At the time, United was growing and had no need for early out packages but Munoz added the clause to the airline’s retirement policy so that veteran employees could have greater confidence in their decision to retire.

Employees subsequently retired knowing that if a better offer came along in the form of an early out package within three years of them leaving United, that they would still reap those benefits.

But when the pandemic struck, the clause in United’s retirement policy hamstrung the airline’s ability to lower its costs by offering an early out package to long-serving and better-paid employees, the lawsuit alleges.

On January 1, 2021, United terminated its retiree early out participation policy and by the end of the same month, the airline opened a voluntary separation of leave program (VSL). To qualify, employees must have worked for United for at least 15 years and be at least 45 years old.

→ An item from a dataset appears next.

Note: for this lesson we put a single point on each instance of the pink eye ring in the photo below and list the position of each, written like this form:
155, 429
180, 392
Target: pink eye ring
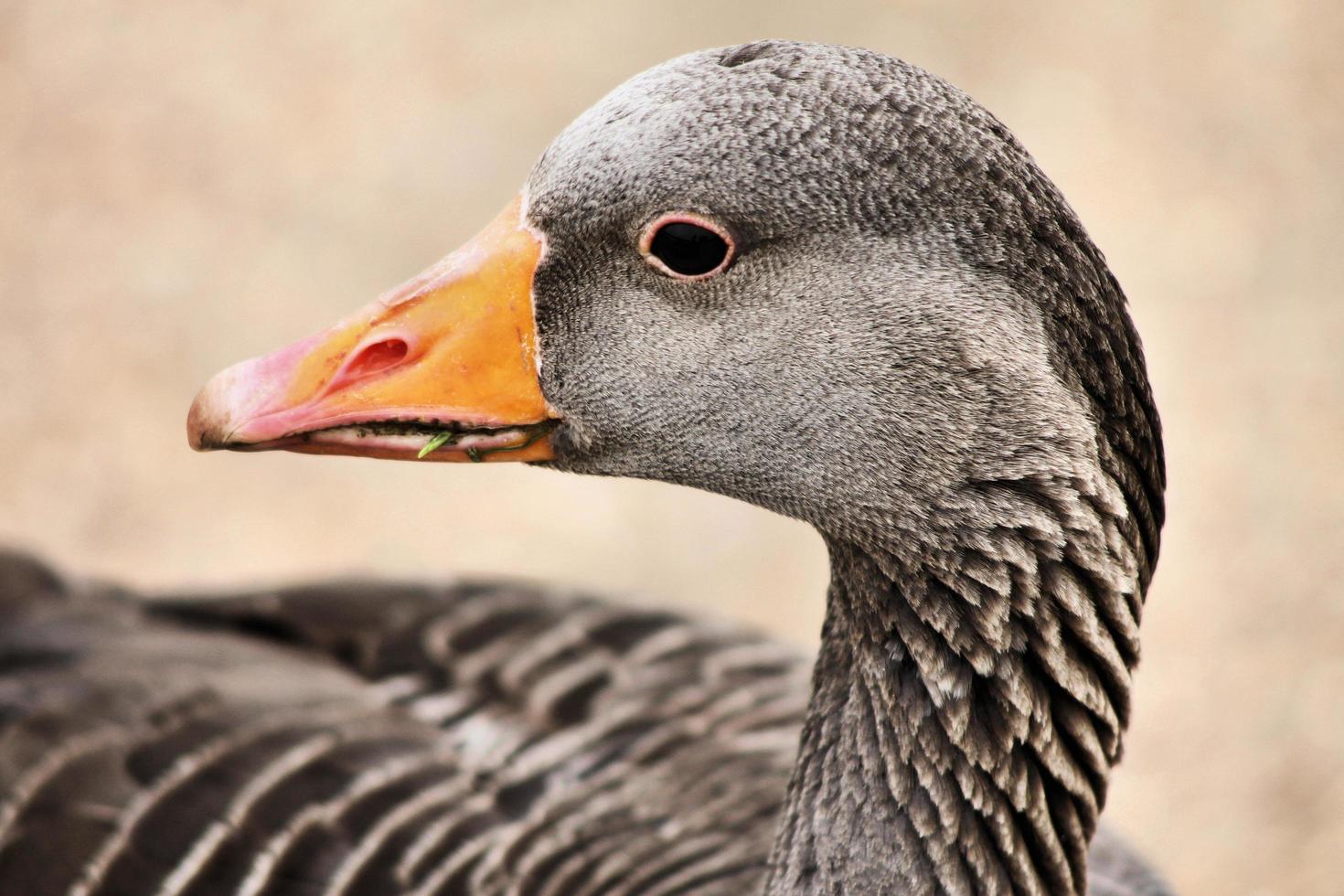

There were two options available, both of which offered a cash payment and flight benefits through the end of 2026. One option offered a $125,000 medical expenses contribution, while the other offered a larger cash payment.

The ex-employees who are bringing the case against United believe the VSL “falls squarely” within the retirement policy established by Munoz in 2017. United, however, argues the VSL isn’t an early out program.

Victoria Fellows started her airline career with Continental Airlines in 1989 and carried on working for United when Continental was taken over. She hurt her knee closing an aircraft door in 2019 and had to go on long-term sick before eventually deciding to retire early in late 2020.

She says she would have delayed her retirement if she had known the VSL was about to be announced.

Meanwhile, Bernhard Ornellas began working for Continental in 1977 at the age of 19 and worked up to the start of the pandemic but then decided to take unused sick leave for a seven-month absence from the airline. He returned to work in late 2020 but decided it was safer if he retired as there was a spike in COVID-19 cases at the time.

He left United in early 2021 but at no point did anyone from United let him know that the VSL program was about to be offered.

United has declined to comment on the case as the litigation is still ongoing. Other airlines that offered early-out packages at the height of the pandemic have been racing to hire new staff after travel demand bounced back much quicker than expected.

On Wednesday, Southwest Airlines said its ability to find new employees was hindering its business plan.